An Obama administration Senate briefing late Wednesday appeared to change few minds.

"You wanted someone to stand up and say, 'Hey let's talk about reality here, there's nowhere to get this money out of the House of Representatives unless you adjust the law,"' Republican Sen. Mark Kirk said.

In the briefing, Homeland Security Secretary Jeh Johnson reiterated support for changing the 2008 law to treat Central American children the same as Mexican youths, who can be turned around at the border without the immigration hearing guaranteed to those from Central America.
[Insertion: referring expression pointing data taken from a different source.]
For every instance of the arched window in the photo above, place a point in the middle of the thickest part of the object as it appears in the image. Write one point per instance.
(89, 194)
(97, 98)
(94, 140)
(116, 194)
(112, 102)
Yet Johnson's statement didn't go far enough for Republicans, even as Democrats expressed alarm at such a change. "I'm really opposed to changing that 2008 law," Tom Harkin, a Democrat senator, said as he left the meeting.

Any bill approved by the Republican-led House might have trouble in the Democratic-controlled Senate, even as time draws short for any action in the few weeks remaining before Congress' annual summer recess.

Meanwhile the politics around the issue appeared set to get even tougher as a spokeswoman for Texas Republican Sen. Ted Cruz announced he would use any legislation to try to repeal a 2-year-old Obama directive that allowed certain immigrants brought here illegally as youths to stay and work in the U.S.

Republicans contend that policy is partly responsible for the current crisis by creating the perception that youths can stay in this country, even though no one arriving now would be eligible. The administration largely disputes that notion.

Still, lawmakers of both parties expressed the desire to act amid signs that the public was demanding a solution. One in six people now calls immigration the most pressing problem facing the U.S., according to a new Gallup poll — up dramatically just since last month, when only 5 per cent said immigration topped their list of concerns.

The dynamics around the issue appear to be shifting quickly. Last week a deal briefly appeared possible that would have passed legal changes to return the youths home more quickly and Obama's spending request. But since then, leading Democrats who initially had sounded open to the proposal have changed course amid a fierce lobbying campaign by immigrant advocates, who say the speedy Border Patrol process used for youths from Mexico — which Republicans and the Obama administration would extend to Central Americans — would send children back to vicious gang violence and worse.